Lincoln Tech will once again serve as an associate sponsor on Hinchcliffe’s car for the entire 2018 IndyCar season. In addition, it is expanding its Mentor Program to select students to attend a minimum of nine IndyCar races from six last season.

Students are selected based upon their grade point average, attendance, conduct and overall commitment to becoming outstanding automotive technicians. An interest in IndyCar and a desire to work in the industry is also considered.

One student that took part last season, Tyler Crist of Lincoln Tech’s Denver campus, joined the team at the IndyCar race in Long Beach last April, watching as Hinchcliffe won the event.

“It was the best weekend of my life,” Crist said after the event. “It reminded me of why I joined this field in the first place and to never give up on my dreams.”
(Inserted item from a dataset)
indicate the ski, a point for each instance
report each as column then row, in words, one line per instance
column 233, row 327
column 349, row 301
Jagger will oversee the expanded mentoring program this season. For Jagger, being involved especially hits home, as he is a graduate of Lincoln Tech’s Indianapolis campus.

“I totally enjoyed working with the Lincoln Tech students that participated in the Mentor Program last year and look forward to meeting this year’s group,” Jagger said. “Being a Lincoln Tech grad, I hope the students realize that if you have a passion for cars, a career in racing is something that’s not out of reach. If I can be an example for them to follow, that makes it even more rewarding.”
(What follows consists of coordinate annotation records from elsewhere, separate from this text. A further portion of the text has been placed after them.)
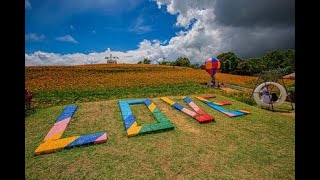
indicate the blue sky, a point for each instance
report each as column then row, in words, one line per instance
column 73, row 32
column 118, row 26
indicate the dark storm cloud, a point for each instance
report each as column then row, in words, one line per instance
column 255, row 12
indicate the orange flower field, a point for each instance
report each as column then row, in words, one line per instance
column 103, row 76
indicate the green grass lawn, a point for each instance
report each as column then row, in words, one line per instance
column 255, row 146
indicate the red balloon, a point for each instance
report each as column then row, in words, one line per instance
column 212, row 65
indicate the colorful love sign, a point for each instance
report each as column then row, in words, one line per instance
column 52, row 141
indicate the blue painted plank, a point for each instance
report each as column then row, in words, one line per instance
column 147, row 102
column 187, row 100
column 136, row 101
column 129, row 121
column 178, row 106
column 85, row 139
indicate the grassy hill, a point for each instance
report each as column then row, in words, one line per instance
column 58, row 85
column 255, row 146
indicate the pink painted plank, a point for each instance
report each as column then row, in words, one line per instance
column 194, row 106
column 208, row 96
column 187, row 111
column 56, row 129
column 65, row 121
column 101, row 139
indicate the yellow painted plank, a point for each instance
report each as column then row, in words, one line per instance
column 152, row 106
column 54, row 137
column 50, row 146
column 167, row 100
column 202, row 99
column 134, row 129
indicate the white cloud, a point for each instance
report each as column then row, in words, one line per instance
column 204, row 35
column 34, row 37
column 72, row 28
column 67, row 38
column 139, row 27
column 27, row 4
In addition to the at-track activities of the mentoring program, several Lincoln Tech branches across the country will utilize CNC computerized machining and manufacturing tools to assist in creating car parts for SPM.

“Through this unique partnership, we’re able to hopefully find the next class of talent that could one day be part of our organization,” SPM president Jon Flack said. “We’re looking forward to another year of the mentorship program and having their students be ‘boots on the ground’ gaining real-life experience with our team.”